Eric Campbell, 23, is charged with two counts of first-degree murder, first-degree burglary, second-degree arson, robbery with a dangerous weapon, larceny of a motor vehicle, financial card theft, identity theft and two counts of cruelty to animals in the New Year's Day 2015 deaths of Jerome Faulkner, 73, and his wife, Dora Faulkner, 62.
Authorities say Campbell and his father, Edward Watson Campbell, both of Alvin, Texas, stormed into the Faulkners' home, just north of Oxford, robbed them, set fire to the house and killed them before fleeing in both the couple's Chevrolet Silverado and a stolen SUV.
Police in Lewisburg, W.Va., arrested the father and son later that day following a shootout, and investigators found the Faulkners' bodies under a mattress in the back of the pickup.
Edward Campbell killed himself last year at Raleigh’s Central Prison, where he was being held.
Defense attorney Will Durham argued Tuesday that Edward Campbell carried out the crime spree and his son was an unwilling participant.
"There is no affirmative evidence that Eric Campbell actually committed any of the acts resulting in death or that he wanted them to occur," Durham told Superior Court Judge Henry Hight.
Edward Campbell was an abusive, manipulative father who "used force and threats to get what he wanted," and Eric Campbell couldn't stand up to him, Durham said.

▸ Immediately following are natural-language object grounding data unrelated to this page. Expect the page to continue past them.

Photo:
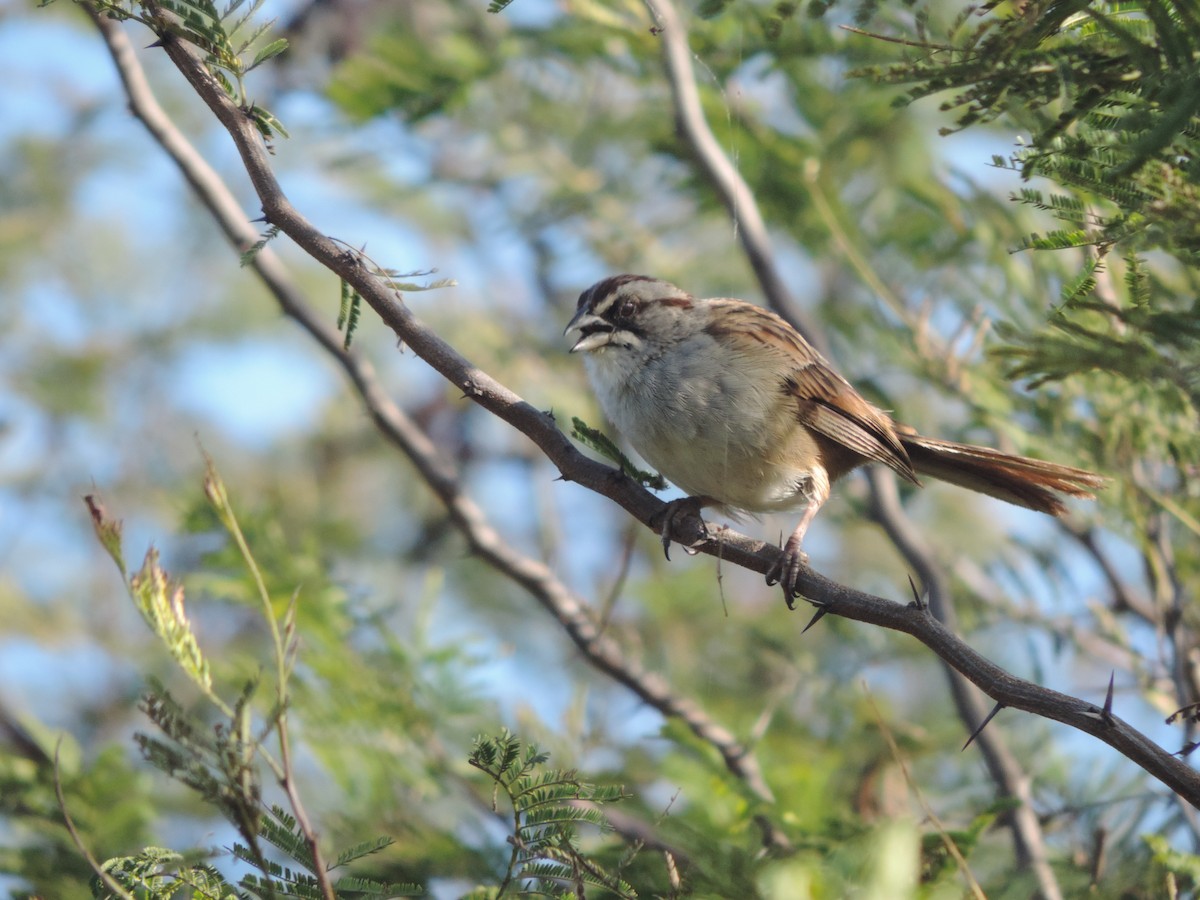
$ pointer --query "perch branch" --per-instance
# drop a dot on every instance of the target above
(735, 549)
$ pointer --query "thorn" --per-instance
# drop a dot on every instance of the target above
(983, 725)
(816, 617)
(917, 600)
(1107, 713)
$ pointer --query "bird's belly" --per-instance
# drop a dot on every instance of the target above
(749, 466)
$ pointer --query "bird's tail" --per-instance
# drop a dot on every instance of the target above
(1027, 483)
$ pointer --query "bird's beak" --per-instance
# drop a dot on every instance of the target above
(594, 331)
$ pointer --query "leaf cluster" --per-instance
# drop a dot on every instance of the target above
(229, 40)
(547, 807)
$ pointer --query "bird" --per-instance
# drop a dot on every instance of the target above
(731, 405)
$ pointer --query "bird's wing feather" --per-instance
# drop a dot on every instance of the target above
(825, 401)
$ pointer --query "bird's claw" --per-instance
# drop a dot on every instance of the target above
(786, 571)
(672, 514)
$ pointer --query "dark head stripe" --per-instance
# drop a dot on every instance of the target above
(601, 289)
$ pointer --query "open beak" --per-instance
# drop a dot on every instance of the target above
(594, 331)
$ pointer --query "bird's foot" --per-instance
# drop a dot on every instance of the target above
(673, 516)
(786, 570)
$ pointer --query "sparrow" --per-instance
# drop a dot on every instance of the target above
(732, 406)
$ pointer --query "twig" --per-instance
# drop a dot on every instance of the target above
(101, 873)
(947, 840)
(738, 550)
(726, 180)
(1007, 774)
(397, 429)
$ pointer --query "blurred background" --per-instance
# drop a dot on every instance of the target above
(526, 155)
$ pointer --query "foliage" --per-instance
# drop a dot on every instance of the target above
(220, 761)
(226, 37)
(531, 155)
(1108, 93)
(547, 807)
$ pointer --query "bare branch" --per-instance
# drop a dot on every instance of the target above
(405, 435)
(735, 549)
(726, 180)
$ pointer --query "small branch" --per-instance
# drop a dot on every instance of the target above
(952, 847)
(1006, 772)
(726, 180)
(101, 873)
(735, 549)
(571, 611)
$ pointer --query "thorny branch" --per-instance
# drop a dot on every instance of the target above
(541, 430)
(405, 435)
(1003, 767)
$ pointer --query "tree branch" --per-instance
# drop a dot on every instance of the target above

"Whether that failing makes him culpable of the crimes in this case ... is what will be the subject of this trial," the attorney said.
The father had jumped bail in a Texas domestic violence case and had taken his son on a cross-country "camping trip," Durham said. When they were running low on money, he said, Edward Campbell decided to rob the Faulkners.
Eric Campbell was outside the house, thinking it was a simple robbery, Durham said. But he heard screaming from inside, and by the time he went in the house on his father's orders to search for financial documents, the Faulkners lay gravely wounded on the floor, Durham said.
"Eric was very scared of his father, and he should have been. His father was scary," he said, adding that the son's mere participation doesn't warrant the possibility of a death sentence.
Granville County Assistant District Attorney Allison Capps countered that Eric Campbell "might not have been the main participant ... (but) he also participated" in killing the Faulkners.
"Three instruments used as weapons in the case required more than one person," Capps told Hight without elaboration.
Search warrants in the case state that a blood-stained crossbow with two of its four blades missing was found in the home.
"The evidence suggests that the Faulkners were tortured," Campbell said. "There were certainly moments or even prolonged periods of time for premeditation and deliberation."
Hight said he would hold off on deciding whether the case should proceed as a capital case or a simple murder trial without the prospect of the death penalty. The judge did deny a defense motion to move the trial out of Granville County.